Meeting the Challenge of Effective Communication for PPM in a Technical World
Unless you are a hermit, being a good communicator has to be at the top of your list of skills to manage. The more people you need to communicate with, the more technology that is involved, the trickier it becomes. It is a never-ending and universal struggle. In the project management world there are multiple players each with their own specialized technology and language. Is there a way to get the technology to speak the same language? Can we interpret and translate the data so everyone gets what they need, in the format they need without interrupting the work cycle?
Let’s start by looking at the issue from the perspective of the various roles involved in running projects and their preferred methods of communication:
- Leadership – Dashboards and Meetings! This is where leadership lives and what leadership wants, it typically gets – at least from a format perspective. They tend to have little or no time to learn systems because they spend most of their days wrapped up in meetings. When they have time for analysis and planning, they need information at their fingertips. Ideally, that information is available to them on a tablet or other device with easy, intuitive drill down capabilities. Sometimes, the information is needed in a PowerPoint presentation or other static, formal document. In other cases, it must be presented in a meeting followed by Q&A. No matter what, the information includes a graphic component so that data is visible and analysis can be done very quickly.
- Portfolio (or Program) Management Office (PMO) – The PMO is typically responsible for the standardization of processes and metrics across the organization. They are often stuck in the middle because even though they are not directly responsible for running the projects, they are accountable for reporting, dashboards, forecasting, and overall improvement of the metrics for project management. They need to be comfortable that the data they are reporting is accurate and timely so automation is a driving force. Depending on the maturity of the organization’s PPM processes, their daily routine can range from pulling data from project managers’ heads, spreadsheets, and scheduling tools to full automation in a PPM software solution.
- Project Management – If you’re a project manager, your job is to deliver a project within the constraints and objectives set for the project. You spend your time dealing with multiple team members: developers, sales, finance, quality experts, etc. Your daily life revolves around project schedules, risks & issues, managing change, updating status, and taking care of presentations to leadership. You live in this world and use tools that help you manage all of the above. Like a PMO, your job depends on accurate data and your creative ability to drive a team towards a goal.
- Project Team Members – This is the toughest group to describe because no two teams look alike. Depending on the types of projects your organization manages, the team members use different tools to create project deliverables. One thing this group has in common is that they do not spend their time working on project schedules yet they are required to report their time against a project. Naturally reporting their project status is certainly not the thing that is top of mind for them.
For example, software developers spend most of their time working in development environments (TFS, JIRA, Rally, Version One, etc.). Ideally, you want them to continue that process, understand what work is expected of them, and get regular feedback on status. They live in a development tool set while the PMO/PM lives in a PPM tool set. This is an example of at least two separate systems that work autonomously but need to report similar information to the project.
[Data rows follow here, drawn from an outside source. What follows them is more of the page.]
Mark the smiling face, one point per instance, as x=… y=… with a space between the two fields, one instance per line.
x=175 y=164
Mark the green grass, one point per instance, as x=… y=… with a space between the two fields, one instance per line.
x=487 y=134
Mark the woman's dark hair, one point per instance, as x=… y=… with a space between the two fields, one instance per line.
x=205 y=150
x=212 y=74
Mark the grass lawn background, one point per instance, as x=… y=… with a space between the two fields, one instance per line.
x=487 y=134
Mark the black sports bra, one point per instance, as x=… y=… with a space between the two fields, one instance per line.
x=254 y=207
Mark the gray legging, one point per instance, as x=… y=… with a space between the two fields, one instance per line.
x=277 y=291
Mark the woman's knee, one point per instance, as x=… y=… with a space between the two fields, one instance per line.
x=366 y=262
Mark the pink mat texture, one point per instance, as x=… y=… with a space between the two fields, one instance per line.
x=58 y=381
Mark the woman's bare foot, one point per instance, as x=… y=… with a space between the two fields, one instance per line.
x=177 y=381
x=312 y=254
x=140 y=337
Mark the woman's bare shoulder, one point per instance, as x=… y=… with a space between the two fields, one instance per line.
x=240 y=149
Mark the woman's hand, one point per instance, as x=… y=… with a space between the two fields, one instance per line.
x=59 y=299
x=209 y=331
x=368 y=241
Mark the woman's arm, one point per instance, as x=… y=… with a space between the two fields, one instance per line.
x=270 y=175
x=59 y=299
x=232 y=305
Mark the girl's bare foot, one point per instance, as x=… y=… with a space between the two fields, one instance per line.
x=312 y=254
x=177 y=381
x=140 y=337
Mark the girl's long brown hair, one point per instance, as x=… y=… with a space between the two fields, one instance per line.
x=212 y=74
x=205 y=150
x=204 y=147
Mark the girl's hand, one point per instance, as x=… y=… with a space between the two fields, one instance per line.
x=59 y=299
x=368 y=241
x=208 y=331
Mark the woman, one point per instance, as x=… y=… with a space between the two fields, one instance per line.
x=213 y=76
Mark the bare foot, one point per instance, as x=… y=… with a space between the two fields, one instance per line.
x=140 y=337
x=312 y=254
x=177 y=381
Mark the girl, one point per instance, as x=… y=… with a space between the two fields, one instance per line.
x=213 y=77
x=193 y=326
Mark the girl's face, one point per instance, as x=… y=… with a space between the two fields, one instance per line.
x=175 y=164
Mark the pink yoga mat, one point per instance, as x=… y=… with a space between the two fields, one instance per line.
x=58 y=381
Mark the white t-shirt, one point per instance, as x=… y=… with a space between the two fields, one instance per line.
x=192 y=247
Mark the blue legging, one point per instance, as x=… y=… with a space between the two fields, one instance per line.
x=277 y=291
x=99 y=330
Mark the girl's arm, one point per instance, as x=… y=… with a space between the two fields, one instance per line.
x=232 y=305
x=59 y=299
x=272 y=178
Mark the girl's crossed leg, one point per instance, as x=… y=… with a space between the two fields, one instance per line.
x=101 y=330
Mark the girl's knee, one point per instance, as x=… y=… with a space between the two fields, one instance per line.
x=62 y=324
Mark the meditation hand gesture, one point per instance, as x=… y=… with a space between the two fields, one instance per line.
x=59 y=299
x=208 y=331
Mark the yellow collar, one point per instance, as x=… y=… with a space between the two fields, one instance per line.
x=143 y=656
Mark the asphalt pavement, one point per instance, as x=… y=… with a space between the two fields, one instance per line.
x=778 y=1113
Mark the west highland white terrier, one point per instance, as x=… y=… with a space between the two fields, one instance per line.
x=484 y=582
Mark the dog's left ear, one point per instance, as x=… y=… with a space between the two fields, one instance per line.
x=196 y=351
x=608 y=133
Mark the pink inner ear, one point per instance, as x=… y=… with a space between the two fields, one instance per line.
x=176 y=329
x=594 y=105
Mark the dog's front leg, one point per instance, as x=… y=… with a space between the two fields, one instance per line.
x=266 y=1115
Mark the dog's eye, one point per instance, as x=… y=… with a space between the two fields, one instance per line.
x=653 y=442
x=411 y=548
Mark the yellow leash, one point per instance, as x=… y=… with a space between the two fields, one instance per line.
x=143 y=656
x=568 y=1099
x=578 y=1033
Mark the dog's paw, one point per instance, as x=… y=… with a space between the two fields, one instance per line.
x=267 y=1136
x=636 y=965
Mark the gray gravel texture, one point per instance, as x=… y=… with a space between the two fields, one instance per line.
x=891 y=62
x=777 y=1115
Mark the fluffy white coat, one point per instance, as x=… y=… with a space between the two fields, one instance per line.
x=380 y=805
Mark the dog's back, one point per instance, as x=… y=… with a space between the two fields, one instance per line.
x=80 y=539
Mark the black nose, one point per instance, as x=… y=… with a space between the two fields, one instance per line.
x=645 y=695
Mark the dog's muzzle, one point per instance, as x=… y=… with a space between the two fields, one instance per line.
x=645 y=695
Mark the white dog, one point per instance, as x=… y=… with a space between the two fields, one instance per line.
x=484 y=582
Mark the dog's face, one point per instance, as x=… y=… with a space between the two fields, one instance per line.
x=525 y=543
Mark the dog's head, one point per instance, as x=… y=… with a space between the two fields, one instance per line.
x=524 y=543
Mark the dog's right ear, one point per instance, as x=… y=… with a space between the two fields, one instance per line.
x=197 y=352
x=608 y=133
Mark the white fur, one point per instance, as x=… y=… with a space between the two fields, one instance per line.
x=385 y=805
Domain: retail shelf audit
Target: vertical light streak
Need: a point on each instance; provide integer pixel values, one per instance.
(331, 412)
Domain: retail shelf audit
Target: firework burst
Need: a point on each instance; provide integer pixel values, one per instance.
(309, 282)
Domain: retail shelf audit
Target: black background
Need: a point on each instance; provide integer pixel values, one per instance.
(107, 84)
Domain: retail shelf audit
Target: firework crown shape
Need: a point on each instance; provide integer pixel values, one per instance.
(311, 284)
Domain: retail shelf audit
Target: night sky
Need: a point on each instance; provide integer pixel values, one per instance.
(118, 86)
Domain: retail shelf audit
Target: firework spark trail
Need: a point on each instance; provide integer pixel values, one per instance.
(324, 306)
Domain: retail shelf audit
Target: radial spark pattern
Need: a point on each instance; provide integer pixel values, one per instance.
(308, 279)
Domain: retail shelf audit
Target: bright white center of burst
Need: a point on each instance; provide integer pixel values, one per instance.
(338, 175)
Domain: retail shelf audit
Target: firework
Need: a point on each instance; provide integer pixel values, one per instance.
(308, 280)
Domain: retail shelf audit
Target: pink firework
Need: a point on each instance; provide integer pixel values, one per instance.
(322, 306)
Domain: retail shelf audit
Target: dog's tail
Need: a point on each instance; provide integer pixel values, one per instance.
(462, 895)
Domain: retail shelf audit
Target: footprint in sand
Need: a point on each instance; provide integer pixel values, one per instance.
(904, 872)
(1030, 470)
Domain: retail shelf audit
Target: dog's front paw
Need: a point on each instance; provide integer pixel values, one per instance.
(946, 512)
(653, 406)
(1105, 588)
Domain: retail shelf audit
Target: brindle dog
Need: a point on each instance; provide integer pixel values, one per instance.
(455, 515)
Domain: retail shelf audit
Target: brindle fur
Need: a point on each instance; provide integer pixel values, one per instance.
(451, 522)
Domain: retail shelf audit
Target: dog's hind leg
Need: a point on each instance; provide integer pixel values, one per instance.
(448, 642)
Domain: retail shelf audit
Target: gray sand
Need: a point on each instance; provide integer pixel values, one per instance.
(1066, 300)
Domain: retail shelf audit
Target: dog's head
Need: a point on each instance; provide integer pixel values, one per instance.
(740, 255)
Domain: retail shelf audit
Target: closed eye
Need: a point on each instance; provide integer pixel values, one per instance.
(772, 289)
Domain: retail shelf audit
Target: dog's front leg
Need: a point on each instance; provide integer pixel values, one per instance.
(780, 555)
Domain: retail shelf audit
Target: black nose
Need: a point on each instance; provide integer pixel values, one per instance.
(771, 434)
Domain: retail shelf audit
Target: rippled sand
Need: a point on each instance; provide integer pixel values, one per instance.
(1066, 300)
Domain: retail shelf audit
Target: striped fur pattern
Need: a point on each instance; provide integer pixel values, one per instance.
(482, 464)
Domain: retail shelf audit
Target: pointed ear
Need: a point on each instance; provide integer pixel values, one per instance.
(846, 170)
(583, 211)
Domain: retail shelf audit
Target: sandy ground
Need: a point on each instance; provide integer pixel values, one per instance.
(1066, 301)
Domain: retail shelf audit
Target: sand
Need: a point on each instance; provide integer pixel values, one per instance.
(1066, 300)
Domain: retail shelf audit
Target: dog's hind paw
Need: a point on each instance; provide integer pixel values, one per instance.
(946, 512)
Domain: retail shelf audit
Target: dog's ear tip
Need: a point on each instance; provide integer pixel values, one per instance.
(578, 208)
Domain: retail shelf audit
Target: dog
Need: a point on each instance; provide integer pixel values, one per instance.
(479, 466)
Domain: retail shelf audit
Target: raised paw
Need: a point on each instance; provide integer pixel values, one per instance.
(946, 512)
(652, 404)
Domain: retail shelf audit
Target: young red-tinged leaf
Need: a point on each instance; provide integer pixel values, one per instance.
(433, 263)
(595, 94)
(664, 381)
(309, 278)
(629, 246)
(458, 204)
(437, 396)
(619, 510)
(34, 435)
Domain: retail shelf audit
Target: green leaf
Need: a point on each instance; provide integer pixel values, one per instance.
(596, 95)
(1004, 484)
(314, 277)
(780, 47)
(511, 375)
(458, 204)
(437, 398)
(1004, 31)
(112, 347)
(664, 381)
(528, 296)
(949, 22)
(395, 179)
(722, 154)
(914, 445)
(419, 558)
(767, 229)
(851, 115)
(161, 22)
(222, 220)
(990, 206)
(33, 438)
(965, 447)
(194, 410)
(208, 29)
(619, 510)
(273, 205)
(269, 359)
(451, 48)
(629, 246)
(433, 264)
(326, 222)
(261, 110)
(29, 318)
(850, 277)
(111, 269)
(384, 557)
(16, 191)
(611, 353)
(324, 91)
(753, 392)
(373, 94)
All of your team members use systems critical to the success of the project and all of them need to collaborate in some way with your project management software. As a Project Manager, the quality and accuracy of the data from these systems is critical to the success of the project and the company.
A unified work management solution works like an interpreter to help systems that don’t speak the same language communicate effectively. A system like Salesforce speaks its own language and doesn’t communicate natively with a PPM solution such as Microsoft Project Online. Project Online has its own language as well. With the right connection, these systems can seamlessly communicate, translate data and populate the appropriate fields in each system. Automation allows the PM and the team members to work in the systems that are most comfortable for them and yet share important communications without a lot of extra work.
Let’s look at a real life application of the unified work management principle. An energy distribution company manages multiple project reports weekly on project status, resource usage, and future resource forecasts. Extensive analytics are critical to keeping all the balls in the air at the same time. Unfortunately, all of the data does not reside in one system. Pulling data manually from multiple systems to create the required reports is tedious and time consuming, taking almost 20 resource hours each week. They knew those hours could be better spent doing critical project work as opposed to creating reports so they decided to implement a work management solution that integrated the data from a variety of software platforms. The language barrier between systems was fixed and the weekly reporting process is now completed automatically and with greater accuracy. The company is now able to rely on the accuracy of the system rather than the individual who created the report. To learn the details about how this challenge was met, read the case study.
Using a unified work management solution to allow diverse systems to share data easily is one sure way to make your work life easier. It seems like a no brainer, why shouldn’t systems converse with each other? The very nature of project management is to understand and manage the entire scope of a project. With a unified work management solution connecting systems, translating data and using it to better understand your project just makes sense.